Oil and gas are dirty; wind and sun are clean. It seems almost logical and undeniable. The thought of a breeze dancing through the air on a sunny day, providing energy to homes is almost idyllic, while drilling into the dark cold earth for oil and gas is grimy and horrid. The reality, however, is that the comparisons don’t match up, they are misleading. The processes to harness both renewable energy and fossil fuel energy are essentially the same. It starts with an end-user, you, and the products and technologies to supply that demand. Whether it is drilling or manufacturing, nothing is clean. Everything comes at a price and sometimes those prices are the products of unintended consequences.
These consequences are a part of every industry and are the nature of innovation and advancement. From gas in shale plays across the United States to the Athabasca Oil Sands of Canada, down to the solar installations of the south and back up to the wind farms in the north, America and Canada are racing to harness energy.
There are two camps that sit at the crossroads of energy independence and energy sustainability, both entrenched in a one-sided conversation. In an attempt to curb the conversations and couch them in truth, documentary film maker Matt Palmer will challenge viewers on the difficult issue of “how do we deal with the externalities that result from our current global fossil fuel dominated energy system and transition to a low carbon society given that every aspect of our lives from modern science, medicine, technology and food production all rely on fossil fuels,” in his film Unintended Consequences.

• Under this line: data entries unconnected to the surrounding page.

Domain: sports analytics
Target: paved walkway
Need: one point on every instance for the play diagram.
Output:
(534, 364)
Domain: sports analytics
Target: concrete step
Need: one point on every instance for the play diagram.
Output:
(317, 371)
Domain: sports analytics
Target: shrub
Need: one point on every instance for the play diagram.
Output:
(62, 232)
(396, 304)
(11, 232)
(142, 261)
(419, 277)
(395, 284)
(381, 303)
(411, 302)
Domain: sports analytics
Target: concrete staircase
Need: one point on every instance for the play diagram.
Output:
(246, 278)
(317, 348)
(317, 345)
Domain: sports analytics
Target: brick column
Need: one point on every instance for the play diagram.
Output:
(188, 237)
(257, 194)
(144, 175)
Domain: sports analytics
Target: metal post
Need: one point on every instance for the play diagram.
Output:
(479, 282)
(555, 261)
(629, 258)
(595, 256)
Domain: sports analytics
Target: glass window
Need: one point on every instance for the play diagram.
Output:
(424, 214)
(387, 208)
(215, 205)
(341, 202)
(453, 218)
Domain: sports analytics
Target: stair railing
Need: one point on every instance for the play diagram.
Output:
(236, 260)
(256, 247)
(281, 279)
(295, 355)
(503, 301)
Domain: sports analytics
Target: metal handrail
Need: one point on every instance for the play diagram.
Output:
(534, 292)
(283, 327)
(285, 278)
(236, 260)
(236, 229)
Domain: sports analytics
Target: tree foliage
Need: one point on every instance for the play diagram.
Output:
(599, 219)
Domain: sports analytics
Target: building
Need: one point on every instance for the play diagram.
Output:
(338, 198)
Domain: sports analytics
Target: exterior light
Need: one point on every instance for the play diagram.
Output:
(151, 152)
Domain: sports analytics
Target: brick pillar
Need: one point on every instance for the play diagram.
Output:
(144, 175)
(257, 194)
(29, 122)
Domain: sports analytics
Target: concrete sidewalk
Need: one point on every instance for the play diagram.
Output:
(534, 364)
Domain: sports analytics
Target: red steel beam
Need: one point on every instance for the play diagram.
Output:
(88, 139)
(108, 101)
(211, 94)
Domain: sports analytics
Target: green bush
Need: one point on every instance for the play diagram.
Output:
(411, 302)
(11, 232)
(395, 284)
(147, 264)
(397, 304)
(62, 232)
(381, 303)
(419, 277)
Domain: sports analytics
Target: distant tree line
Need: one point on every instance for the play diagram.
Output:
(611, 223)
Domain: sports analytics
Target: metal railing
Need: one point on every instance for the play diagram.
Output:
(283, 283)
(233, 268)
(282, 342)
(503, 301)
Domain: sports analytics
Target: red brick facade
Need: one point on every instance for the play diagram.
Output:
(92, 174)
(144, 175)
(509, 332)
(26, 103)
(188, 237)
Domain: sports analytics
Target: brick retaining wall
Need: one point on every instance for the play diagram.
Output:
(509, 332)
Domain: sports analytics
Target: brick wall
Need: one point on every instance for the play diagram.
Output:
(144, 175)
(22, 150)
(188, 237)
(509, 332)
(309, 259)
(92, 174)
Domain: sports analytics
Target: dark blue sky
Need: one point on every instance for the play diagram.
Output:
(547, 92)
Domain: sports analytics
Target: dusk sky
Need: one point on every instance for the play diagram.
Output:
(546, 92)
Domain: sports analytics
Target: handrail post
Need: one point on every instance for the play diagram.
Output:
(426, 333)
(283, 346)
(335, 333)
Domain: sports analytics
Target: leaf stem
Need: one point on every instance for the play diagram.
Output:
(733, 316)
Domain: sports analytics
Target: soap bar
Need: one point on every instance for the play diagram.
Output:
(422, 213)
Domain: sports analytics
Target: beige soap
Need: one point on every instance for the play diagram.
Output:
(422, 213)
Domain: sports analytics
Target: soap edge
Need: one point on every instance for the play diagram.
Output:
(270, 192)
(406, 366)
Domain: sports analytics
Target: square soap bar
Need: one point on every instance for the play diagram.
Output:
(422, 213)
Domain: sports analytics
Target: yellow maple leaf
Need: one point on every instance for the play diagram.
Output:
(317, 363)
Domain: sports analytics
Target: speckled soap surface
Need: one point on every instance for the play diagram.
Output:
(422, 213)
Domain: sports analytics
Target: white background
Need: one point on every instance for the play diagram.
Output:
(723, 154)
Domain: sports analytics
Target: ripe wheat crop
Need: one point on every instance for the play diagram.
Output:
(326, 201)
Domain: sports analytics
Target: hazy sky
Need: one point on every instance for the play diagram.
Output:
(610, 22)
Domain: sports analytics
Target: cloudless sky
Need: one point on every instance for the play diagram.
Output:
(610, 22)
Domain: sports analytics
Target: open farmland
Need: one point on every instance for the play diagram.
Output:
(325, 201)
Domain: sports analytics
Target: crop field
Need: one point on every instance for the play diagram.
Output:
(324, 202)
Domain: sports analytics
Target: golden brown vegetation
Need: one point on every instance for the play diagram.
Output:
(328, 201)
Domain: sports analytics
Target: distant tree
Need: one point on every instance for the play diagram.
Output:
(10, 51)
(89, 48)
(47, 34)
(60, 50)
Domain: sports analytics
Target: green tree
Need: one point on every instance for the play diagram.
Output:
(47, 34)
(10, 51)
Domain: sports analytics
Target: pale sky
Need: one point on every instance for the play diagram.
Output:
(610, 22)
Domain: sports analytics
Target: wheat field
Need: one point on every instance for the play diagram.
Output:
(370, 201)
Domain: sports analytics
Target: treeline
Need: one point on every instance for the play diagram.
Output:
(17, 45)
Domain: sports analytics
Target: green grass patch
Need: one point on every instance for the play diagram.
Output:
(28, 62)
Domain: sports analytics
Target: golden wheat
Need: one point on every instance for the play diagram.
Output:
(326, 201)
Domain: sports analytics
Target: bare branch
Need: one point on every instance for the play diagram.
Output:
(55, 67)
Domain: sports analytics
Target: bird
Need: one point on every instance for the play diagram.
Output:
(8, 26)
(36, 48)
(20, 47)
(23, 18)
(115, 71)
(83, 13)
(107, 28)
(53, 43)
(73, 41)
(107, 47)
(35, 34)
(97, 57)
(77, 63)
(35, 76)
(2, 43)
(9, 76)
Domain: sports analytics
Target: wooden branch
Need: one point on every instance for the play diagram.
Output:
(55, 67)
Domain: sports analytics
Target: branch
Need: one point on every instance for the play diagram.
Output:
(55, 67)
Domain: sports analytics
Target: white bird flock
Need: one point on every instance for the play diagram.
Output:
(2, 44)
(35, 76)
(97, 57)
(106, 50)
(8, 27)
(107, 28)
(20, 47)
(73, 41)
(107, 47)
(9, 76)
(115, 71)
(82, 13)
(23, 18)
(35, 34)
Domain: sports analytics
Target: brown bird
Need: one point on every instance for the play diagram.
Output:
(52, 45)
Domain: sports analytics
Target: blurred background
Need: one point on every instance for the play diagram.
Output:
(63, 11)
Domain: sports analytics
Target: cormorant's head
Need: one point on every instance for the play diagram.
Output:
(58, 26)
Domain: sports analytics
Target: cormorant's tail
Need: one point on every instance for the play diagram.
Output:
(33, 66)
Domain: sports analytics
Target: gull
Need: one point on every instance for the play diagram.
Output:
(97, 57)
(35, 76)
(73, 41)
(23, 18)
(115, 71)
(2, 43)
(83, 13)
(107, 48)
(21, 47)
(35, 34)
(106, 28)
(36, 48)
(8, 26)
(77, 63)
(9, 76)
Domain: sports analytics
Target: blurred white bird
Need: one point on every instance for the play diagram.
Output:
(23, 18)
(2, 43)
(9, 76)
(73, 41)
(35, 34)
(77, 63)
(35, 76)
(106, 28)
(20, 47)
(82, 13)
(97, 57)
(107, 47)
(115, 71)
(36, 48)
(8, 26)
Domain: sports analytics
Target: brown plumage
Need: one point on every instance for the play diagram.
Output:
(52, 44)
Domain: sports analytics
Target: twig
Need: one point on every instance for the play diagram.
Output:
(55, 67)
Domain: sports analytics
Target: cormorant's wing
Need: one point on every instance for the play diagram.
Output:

While alternative energy resources and renewable technology is still being developed, it is important to understand the facts behind their foundation. Environmentalists tout the benefits of alternative energy as if it is a clean, free and benevolent source of energy without laying out other important factors to the production of solar, wind, hydro and biofuels. "We need to see how these energy issues fit together," said Palmer.
Sure past societies have existed on wind and watermills but they have advanced and excelled with the use of fossil fuels. They are what shaped our present but they don’t have to solely define our future. Both forms of energy have given sustenance and it is each persons choice how it will sustain them in the future. But according to Matt Palmer, they must be educated on both sides, "There is a true lack of understanding on where our energy comes from. I am going to help tell the story."
Palmer’s documentary will follows six families whose lives are exponentially different, and as he states, “to see how energy impacts their lives and the complexity of emotions that result from their access.”